The exacerbation reaction in PKDL or VL has not been reported with miltefosine so far, not even with the conventional treatments like sodium stibogluconate and amphotericin B. The exacerbation in our two cases was noticed only in the nodules while the patches remained free of reaction suggesting hypersensitivity reaction in nodules due to probably increased load of organisms.
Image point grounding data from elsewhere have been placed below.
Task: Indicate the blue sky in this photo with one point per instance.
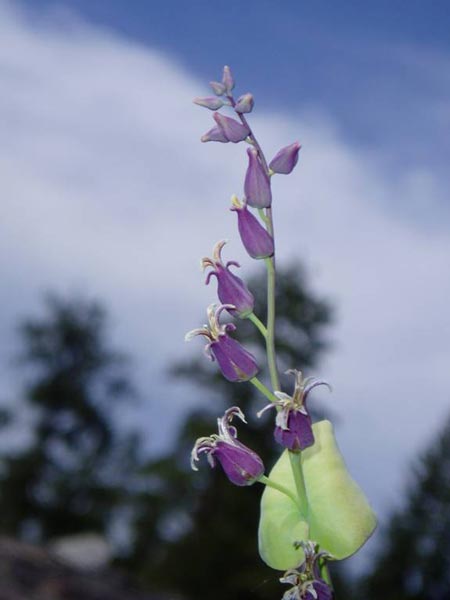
(108, 192)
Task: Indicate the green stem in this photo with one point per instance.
(263, 389)
(277, 486)
(259, 324)
(297, 472)
(270, 339)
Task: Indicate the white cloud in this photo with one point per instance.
(105, 190)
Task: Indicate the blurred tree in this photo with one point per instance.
(414, 560)
(76, 472)
(197, 533)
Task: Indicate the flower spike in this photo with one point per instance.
(230, 288)
(293, 426)
(242, 466)
(235, 362)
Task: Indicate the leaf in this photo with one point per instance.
(334, 511)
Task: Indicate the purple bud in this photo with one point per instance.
(298, 435)
(322, 591)
(244, 104)
(255, 238)
(227, 80)
(257, 183)
(217, 88)
(230, 288)
(211, 102)
(286, 159)
(214, 135)
(235, 362)
(231, 129)
(242, 466)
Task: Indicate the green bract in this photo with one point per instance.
(332, 510)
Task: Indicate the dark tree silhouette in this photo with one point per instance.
(414, 559)
(197, 533)
(78, 468)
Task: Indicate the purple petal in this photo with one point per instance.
(255, 238)
(299, 434)
(286, 159)
(242, 466)
(232, 290)
(257, 183)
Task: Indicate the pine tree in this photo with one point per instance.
(197, 533)
(76, 471)
(414, 559)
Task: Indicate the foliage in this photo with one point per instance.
(75, 472)
(414, 560)
(197, 535)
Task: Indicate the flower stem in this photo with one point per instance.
(270, 262)
(280, 488)
(262, 328)
(263, 389)
(270, 338)
(297, 472)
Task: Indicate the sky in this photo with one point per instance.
(108, 193)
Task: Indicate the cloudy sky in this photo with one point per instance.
(107, 192)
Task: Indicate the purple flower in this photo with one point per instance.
(286, 159)
(211, 102)
(306, 582)
(230, 288)
(227, 80)
(233, 130)
(217, 88)
(293, 426)
(242, 466)
(256, 239)
(235, 362)
(244, 104)
(257, 183)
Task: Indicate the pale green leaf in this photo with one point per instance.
(333, 512)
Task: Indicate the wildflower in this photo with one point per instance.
(293, 426)
(257, 183)
(235, 362)
(242, 466)
(230, 288)
(306, 582)
(244, 104)
(256, 239)
(286, 159)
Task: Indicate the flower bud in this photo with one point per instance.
(214, 135)
(217, 88)
(227, 80)
(286, 159)
(231, 129)
(230, 288)
(255, 238)
(211, 102)
(244, 104)
(257, 183)
(241, 465)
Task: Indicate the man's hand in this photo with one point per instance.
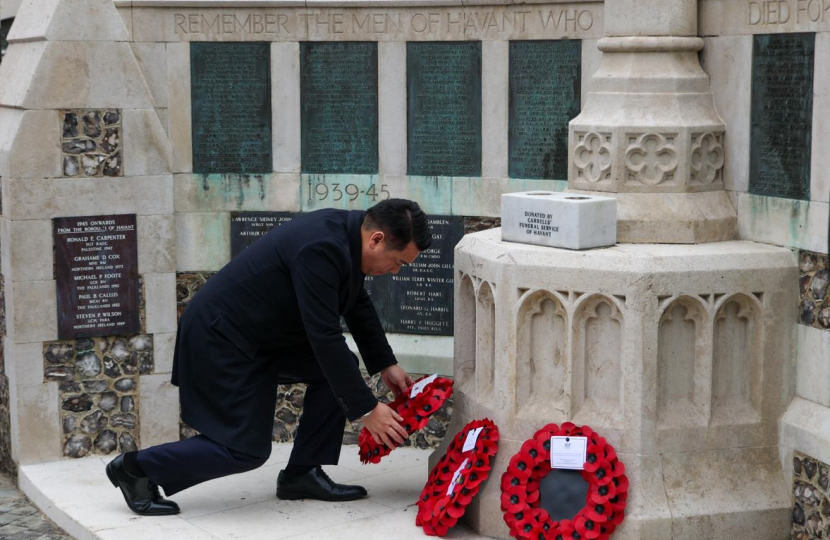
(396, 379)
(383, 424)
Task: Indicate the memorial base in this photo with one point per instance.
(681, 356)
(673, 218)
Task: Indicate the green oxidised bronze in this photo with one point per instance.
(782, 115)
(339, 89)
(231, 107)
(444, 108)
(544, 96)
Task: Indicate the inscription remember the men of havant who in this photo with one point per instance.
(544, 97)
(231, 107)
(508, 23)
(97, 276)
(339, 95)
(782, 115)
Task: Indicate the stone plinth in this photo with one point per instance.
(680, 355)
(649, 126)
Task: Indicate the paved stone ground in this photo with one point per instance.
(20, 519)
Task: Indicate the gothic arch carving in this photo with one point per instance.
(597, 358)
(683, 372)
(736, 361)
(542, 370)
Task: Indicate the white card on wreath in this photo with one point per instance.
(419, 386)
(472, 438)
(456, 477)
(568, 452)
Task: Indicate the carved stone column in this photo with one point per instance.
(649, 131)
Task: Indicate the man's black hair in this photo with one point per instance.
(402, 221)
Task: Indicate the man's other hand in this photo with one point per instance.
(383, 424)
(396, 379)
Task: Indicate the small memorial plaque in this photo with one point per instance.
(444, 108)
(339, 95)
(248, 227)
(421, 294)
(782, 115)
(231, 107)
(544, 97)
(96, 262)
(567, 220)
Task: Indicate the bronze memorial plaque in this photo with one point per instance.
(96, 263)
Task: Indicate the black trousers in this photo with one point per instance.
(179, 465)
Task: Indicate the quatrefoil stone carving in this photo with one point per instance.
(592, 157)
(650, 159)
(707, 158)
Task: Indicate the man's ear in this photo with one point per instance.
(376, 238)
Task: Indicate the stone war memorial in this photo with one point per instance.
(685, 317)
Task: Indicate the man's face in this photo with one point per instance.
(378, 259)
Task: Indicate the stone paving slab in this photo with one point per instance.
(78, 497)
(21, 520)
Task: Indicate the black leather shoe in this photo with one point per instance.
(315, 484)
(142, 496)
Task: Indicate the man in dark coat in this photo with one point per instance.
(272, 316)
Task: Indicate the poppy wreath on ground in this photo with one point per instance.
(438, 511)
(603, 471)
(415, 412)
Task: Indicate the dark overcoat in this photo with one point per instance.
(285, 293)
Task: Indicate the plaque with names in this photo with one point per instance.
(231, 107)
(421, 294)
(545, 79)
(444, 108)
(96, 262)
(782, 115)
(339, 107)
(248, 227)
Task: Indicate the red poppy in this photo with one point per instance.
(607, 489)
(437, 516)
(415, 412)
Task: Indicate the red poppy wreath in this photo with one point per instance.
(457, 477)
(607, 489)
(415, 411)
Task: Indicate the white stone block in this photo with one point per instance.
(495, 114)
(164, 345)
(160, 298)
(35, 423)
(31, 311)
(591, 58)
(30, 144)
(813, 365)
(115, 80)
(203, 241)
(68, 20)
(146, 146)
(27, 250)
(156, 244)
(179, 114)
(819, 171)
(152, 59)
(285, 106)
(549, 218)
(24, 363)
(392, 108)
(48, 198)
(728, 62)
(805, 427)
(159, 403)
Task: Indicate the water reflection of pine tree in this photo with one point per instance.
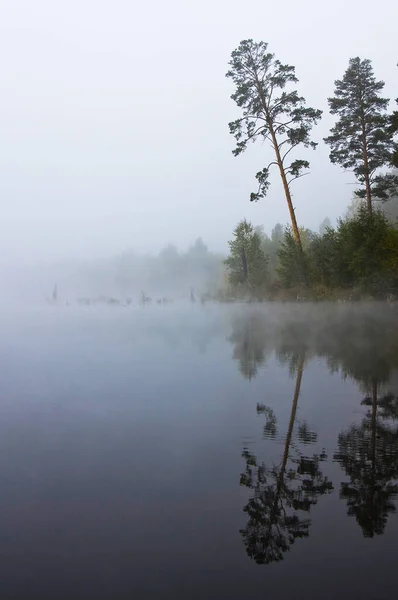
(281, 495)
(368, 453)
Thus, we like to hypothesize that some hypersensitivity reactions are occurring in patients with PKDL after treatment with miltefosine, but this needs to be validated by studies with larger number of subjects and also the immunological basis of the same needs to be investigated. Thus, this is a call to dermatologists and physicians in the regions endemic for the disease to carry out such studies and report the incidence of such reactions, if noticed.